1/7/07

PHP on Mac OS X

source: apple.com

PHP 4.3 is an exciting release for web programmers working on Mac OS X. Previous versions ran on Mac OS X, but not without some difficulty. Installation was especially challenging, and most opted for a binary release, like the one distributed by entropy.ch.

But PHP 4.3 offers full support for Mac OS X. Thanks to some very hard work by members of the PHP development team, anyone familiar with UNIX installations should be able to get PHP up and running. In this article I’ll show you the basics of Mac OS X installation, then demonstrate PHP’s flexibility by describing three distinct ways to parse XML files.

Installation Choices

PHP offers many installation options, far more than I could cover in this article. You can install it as a stand-alone binary, for example, or get it to run as an Apache module. Plus there are dozens of APIs that can be added to PHP, and most require additional libraries to be downloaded and installed.

For the purposes of this tutorial, I’ll assume you’ll be installing PHP as an apxs module that works with the Apache server that shipped with Mac OS X. I’ll show you how I installed a few modules that were of particular interest to me, though other modules can be installed using similar methods.

Initial Steps

First, get the most recent source code of PHP. There may be a later version since the time of this publication. Download the file to a convenient directory. (I’ve created a directory called /apps for PHP and other UNIX applications I need to install.) Decompress the downloaded file with the following commands:

shell> gunzip php-4.3.4.tar.gz
shell> tar xf php-4.3.4.tar

You’ll now have a directory called /apps/php-4.3.4. At this point you can do a basic, no-frills PHP installation:

shell> cd php-4.3.4
shell> ./configure --with-apxs
shell> make
shell> sudo make install

As you add more modules to your installation, you’ll also need more flags in the ./configure command. For example, if you followed Apple Internet Developer’s instructions for installing MySQL or PostgreSQL, you could add either of the following flags to ./configure to make PHP aware of your preferred database:

shell> ./configure --with-mysql=/usr/local/mysql \
--with-pgsql=/usr/local

(Note that PHP assumes most libraries will be in /usr/local. In the above command, I had to make PHP aware that MySQL was not installed in the default directory.)

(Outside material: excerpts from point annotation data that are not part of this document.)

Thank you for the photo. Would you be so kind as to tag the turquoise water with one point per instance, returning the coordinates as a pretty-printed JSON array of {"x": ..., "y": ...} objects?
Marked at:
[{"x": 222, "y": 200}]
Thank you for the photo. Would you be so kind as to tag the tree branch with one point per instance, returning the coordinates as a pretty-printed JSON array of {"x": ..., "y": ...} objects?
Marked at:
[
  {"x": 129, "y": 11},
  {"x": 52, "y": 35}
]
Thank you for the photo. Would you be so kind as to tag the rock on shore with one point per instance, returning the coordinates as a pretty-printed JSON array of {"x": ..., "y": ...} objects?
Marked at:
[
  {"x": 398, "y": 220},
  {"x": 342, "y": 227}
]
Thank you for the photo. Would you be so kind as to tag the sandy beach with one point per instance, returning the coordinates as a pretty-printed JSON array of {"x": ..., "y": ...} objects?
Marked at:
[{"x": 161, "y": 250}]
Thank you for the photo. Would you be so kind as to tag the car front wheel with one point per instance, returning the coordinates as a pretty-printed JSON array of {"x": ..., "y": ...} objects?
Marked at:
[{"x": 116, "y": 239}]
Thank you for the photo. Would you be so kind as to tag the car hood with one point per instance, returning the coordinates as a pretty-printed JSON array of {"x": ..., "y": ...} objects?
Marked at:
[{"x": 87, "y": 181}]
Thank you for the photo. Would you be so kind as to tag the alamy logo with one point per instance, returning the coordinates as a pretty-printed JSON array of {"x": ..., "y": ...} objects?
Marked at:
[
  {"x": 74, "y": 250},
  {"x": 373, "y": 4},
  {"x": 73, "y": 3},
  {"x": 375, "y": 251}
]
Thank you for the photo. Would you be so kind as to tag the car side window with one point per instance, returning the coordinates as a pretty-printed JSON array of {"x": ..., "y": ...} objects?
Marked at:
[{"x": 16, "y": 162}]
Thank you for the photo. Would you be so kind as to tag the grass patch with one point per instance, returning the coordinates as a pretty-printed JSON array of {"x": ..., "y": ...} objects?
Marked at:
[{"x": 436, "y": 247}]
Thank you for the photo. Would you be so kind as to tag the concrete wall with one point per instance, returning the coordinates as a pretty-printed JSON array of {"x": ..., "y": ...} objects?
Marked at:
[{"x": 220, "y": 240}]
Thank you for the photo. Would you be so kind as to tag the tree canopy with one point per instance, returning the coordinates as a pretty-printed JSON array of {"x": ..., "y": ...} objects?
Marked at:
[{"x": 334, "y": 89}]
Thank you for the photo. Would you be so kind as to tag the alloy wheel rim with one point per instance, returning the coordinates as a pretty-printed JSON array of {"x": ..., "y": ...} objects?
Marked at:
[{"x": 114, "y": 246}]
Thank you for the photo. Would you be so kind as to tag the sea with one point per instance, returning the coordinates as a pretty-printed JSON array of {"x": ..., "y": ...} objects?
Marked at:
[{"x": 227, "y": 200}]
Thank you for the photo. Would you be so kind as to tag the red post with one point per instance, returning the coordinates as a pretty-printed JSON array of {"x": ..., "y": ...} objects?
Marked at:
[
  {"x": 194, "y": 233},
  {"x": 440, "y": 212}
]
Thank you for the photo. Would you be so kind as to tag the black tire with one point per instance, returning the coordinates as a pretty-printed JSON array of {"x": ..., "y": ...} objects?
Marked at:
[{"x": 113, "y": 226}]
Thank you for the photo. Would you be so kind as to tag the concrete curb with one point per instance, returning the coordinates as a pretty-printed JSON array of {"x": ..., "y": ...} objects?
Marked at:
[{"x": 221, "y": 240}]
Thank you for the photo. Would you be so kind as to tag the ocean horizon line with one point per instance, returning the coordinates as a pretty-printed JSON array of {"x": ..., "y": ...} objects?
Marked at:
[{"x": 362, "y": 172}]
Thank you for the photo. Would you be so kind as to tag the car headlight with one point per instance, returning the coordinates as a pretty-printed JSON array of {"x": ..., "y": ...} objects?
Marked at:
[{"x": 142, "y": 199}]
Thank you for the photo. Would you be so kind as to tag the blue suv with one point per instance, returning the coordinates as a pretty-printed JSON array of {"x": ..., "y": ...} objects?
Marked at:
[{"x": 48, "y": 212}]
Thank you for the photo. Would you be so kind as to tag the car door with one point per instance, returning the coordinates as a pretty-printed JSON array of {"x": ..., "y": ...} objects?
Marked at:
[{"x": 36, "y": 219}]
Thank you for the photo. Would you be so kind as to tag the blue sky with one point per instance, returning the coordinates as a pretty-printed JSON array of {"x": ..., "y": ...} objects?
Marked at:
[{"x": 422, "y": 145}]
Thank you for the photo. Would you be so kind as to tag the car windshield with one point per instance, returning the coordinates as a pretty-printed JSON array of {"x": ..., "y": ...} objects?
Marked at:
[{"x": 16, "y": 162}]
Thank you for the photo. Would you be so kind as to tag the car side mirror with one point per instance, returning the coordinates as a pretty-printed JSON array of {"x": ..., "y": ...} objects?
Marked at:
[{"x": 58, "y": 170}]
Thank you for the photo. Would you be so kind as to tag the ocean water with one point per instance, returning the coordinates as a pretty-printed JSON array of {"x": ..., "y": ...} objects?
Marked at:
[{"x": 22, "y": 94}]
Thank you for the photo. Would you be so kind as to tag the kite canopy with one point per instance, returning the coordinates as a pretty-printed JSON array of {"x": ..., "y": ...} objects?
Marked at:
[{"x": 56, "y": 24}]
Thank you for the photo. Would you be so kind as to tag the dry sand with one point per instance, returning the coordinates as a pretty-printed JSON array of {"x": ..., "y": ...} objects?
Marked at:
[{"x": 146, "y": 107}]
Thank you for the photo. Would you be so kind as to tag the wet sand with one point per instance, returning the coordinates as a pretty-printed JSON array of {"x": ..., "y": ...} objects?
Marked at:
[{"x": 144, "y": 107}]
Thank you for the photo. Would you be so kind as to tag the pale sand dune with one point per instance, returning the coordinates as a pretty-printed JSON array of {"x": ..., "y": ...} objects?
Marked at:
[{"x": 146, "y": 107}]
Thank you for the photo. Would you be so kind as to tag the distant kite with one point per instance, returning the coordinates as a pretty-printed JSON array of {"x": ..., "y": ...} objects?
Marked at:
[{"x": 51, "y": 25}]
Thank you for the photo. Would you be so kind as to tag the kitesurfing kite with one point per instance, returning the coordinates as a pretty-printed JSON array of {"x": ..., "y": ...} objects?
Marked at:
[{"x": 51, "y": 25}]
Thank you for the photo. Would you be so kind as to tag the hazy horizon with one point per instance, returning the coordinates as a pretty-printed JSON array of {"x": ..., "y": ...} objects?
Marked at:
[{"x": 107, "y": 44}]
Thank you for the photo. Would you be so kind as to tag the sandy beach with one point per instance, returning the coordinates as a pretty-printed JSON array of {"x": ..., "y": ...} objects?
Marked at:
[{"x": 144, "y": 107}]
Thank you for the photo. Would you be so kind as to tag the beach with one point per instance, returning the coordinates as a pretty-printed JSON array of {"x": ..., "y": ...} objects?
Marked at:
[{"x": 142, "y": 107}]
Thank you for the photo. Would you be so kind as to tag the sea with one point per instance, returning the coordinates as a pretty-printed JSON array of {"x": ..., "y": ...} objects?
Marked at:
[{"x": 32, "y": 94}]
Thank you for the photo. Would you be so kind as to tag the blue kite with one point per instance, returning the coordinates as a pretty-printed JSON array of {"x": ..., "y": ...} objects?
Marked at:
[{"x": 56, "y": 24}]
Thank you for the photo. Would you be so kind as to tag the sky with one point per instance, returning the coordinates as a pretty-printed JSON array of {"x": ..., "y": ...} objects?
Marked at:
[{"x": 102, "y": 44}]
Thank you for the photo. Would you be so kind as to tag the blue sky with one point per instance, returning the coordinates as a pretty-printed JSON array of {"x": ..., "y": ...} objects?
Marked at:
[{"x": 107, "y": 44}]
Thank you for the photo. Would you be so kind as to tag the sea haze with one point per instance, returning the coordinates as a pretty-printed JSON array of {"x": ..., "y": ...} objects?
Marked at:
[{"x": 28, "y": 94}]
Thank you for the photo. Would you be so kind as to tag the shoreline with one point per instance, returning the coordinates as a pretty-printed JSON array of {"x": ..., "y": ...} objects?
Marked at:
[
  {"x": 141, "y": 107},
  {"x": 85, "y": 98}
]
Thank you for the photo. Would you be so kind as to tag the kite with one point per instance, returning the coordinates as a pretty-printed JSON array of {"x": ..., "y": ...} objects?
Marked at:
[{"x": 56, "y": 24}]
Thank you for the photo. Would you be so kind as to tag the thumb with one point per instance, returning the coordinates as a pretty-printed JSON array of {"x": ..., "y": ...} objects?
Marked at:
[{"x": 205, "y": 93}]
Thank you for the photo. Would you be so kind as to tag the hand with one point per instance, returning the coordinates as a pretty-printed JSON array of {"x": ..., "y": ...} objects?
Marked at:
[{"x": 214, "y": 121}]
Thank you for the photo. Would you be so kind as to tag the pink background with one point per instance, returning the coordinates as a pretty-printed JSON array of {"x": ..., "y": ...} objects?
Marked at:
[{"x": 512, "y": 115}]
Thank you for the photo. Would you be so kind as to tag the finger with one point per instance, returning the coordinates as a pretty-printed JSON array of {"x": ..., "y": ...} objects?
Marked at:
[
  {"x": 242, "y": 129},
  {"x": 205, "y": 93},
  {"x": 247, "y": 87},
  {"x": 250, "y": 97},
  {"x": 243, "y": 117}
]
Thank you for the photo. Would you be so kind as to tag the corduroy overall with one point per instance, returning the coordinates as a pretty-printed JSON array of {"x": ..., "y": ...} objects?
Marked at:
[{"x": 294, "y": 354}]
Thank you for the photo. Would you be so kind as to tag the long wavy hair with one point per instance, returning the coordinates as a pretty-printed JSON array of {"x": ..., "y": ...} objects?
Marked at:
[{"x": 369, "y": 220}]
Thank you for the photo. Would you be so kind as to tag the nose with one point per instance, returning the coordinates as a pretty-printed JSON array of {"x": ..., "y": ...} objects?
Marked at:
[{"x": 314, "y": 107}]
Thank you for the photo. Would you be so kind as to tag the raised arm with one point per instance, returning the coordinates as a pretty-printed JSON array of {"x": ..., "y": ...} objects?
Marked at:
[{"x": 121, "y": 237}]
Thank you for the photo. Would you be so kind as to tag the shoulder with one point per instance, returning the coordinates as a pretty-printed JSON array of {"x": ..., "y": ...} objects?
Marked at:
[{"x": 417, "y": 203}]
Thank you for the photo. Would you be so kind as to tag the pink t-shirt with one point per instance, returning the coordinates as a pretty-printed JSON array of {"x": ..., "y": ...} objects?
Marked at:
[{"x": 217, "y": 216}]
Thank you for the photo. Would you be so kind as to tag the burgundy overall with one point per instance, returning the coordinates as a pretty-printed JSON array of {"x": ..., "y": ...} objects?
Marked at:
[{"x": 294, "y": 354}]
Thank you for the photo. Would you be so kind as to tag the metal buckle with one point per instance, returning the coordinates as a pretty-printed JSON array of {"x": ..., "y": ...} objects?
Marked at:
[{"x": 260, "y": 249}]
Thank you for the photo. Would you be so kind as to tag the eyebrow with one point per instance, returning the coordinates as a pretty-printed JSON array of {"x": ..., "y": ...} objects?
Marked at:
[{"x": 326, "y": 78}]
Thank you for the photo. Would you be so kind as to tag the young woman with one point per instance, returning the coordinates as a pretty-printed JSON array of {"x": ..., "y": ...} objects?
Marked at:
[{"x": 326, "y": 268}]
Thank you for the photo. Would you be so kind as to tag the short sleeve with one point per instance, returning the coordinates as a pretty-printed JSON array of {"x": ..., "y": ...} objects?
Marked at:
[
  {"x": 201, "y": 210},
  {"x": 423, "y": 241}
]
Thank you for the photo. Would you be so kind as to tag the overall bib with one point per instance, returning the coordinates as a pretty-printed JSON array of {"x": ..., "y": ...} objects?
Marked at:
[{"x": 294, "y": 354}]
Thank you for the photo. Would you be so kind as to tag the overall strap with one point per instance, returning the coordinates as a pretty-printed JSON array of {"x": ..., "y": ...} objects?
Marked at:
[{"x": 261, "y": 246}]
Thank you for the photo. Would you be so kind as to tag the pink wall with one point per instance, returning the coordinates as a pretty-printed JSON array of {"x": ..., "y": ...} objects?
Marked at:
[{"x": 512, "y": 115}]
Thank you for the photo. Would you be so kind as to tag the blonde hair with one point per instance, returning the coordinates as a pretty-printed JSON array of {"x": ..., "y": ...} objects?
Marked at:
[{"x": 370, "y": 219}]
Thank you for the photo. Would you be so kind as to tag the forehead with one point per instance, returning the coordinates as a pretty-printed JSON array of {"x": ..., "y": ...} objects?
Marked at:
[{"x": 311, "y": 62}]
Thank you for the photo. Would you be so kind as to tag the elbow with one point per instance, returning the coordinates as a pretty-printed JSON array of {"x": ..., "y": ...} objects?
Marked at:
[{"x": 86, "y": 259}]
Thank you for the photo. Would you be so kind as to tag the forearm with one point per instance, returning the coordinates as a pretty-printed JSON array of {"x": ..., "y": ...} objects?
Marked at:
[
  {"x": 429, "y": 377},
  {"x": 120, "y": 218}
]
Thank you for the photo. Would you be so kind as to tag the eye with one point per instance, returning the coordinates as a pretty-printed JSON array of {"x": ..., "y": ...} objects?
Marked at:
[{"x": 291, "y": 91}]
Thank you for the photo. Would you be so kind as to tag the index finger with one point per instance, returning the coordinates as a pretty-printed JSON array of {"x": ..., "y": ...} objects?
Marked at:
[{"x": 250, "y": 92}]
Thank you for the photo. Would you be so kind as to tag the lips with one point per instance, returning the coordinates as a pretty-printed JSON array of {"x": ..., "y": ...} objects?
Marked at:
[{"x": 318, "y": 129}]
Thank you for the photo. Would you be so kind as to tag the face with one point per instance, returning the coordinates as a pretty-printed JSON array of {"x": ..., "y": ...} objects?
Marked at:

I decided to add three other modules to my installation: the GD modules for image processing, the XPAT module for XML processing, and the DOM XML module for XML parsing through the Document Object Model.

The XPAT module is a piece of cake. All you need to do is add the — with-xml flag. The required libraries are already available.

The GD image processing module is a bit trickier, however. The GD libraries are bundled with PHP 4.3, but GD is dependent on a few other libraries: zlib, libjpeg, libpng, and libtiff. You could go through the process of downloading, configuring, and compiling these yourself, but, if you’re using Fink, there’s really no need. Fink automates the installation of dozens of UNIX packages and is extremely easy to work with.

Follow these instructions and you’ll end up with a new directory called /sw with a great deal of software in it. You can now use Fink to install libraries with a single command. For example, here’s how you install libjpeg, libpng, and libtiff:

shell> sudo /sw/bin/fink install libjpeg
shell> sudo /sw/bin/fink install libtiff
shell> sudo /sw/bin/fink install libpng

(Note that Fink uses a base directory of /sw for all its installs.)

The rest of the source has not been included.